I have been using a program called backintime for making periodic snapshots of my source code. It’s really great for regular snapshots without taking up too much space. The basic operation is simple. An initial copy is made. Then the next time a snapshot is taken, it is compared against the previous. Files that haven’t changed simply have symbolic links made to the original file. Files that have changed get a new copy. This keeps the size of each snapshot quite small. The program also has a rotation fetcher that can remove snapshots after some period of time has passed. This is exactly the functionality I was looking for to make hourly snapshots of my source code files. If I messed up, I could simply restore from any previous time. Worked so well I decided to try it on my website. That’s where I ran into a couple problems.
One of the problems is that my backup machine will sometimes loss the connection to the web server. When it tries to do a backup, everything looks like it has been removed. So, it snapshots an empty directory.
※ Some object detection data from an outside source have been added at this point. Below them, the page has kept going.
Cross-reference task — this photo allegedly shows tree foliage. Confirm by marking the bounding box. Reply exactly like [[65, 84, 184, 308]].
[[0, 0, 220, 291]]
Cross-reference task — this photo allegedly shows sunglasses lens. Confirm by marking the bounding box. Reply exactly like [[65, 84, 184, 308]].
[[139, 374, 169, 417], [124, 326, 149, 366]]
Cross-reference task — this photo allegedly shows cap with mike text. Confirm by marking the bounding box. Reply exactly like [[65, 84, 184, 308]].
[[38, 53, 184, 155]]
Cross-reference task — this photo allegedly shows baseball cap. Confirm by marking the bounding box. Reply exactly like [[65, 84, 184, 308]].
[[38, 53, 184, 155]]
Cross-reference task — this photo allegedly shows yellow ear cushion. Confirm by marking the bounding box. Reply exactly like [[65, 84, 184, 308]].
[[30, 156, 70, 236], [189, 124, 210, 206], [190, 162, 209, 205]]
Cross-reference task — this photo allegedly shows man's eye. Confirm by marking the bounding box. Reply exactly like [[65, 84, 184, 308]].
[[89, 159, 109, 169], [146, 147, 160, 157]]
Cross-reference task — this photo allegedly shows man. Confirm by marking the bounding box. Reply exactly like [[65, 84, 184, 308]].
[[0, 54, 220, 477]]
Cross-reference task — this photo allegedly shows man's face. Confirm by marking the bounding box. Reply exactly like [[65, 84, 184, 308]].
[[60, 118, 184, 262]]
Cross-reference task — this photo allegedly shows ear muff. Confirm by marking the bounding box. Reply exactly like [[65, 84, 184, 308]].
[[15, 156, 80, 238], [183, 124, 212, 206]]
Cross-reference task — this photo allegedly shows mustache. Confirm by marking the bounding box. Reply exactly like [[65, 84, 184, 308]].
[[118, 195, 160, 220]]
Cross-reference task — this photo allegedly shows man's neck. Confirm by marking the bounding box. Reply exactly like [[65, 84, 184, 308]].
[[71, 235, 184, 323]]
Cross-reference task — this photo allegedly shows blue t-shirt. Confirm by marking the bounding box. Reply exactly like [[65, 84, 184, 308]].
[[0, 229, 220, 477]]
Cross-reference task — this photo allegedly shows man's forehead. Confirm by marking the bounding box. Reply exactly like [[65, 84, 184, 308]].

Then when the connection comes back, the snapshot looks like an entirely new system. It didn’t know the network drive wasn’t available, nor did it know it already had copies of everything.
I decided to look into what it would take to make a similar system that addressed these short comings. In my system, original files are stored by hash. Snapshots are simply symbolic links to these hash files. What this does is only preserve unique files. Files with duplicate content link to the same source. If a file is removed the link simply doesn’t get made in the snapshot. If the file re-appears, the link again uses the original hash file. And if the data is moved, only the links are updated.
I put together a quick Python script to try this concept out. Only took an hour or two before the basic concept was functional. I used a non-cryptographic hash function called xxHash. This produces a 64-bit unique hash for file content and is very fast.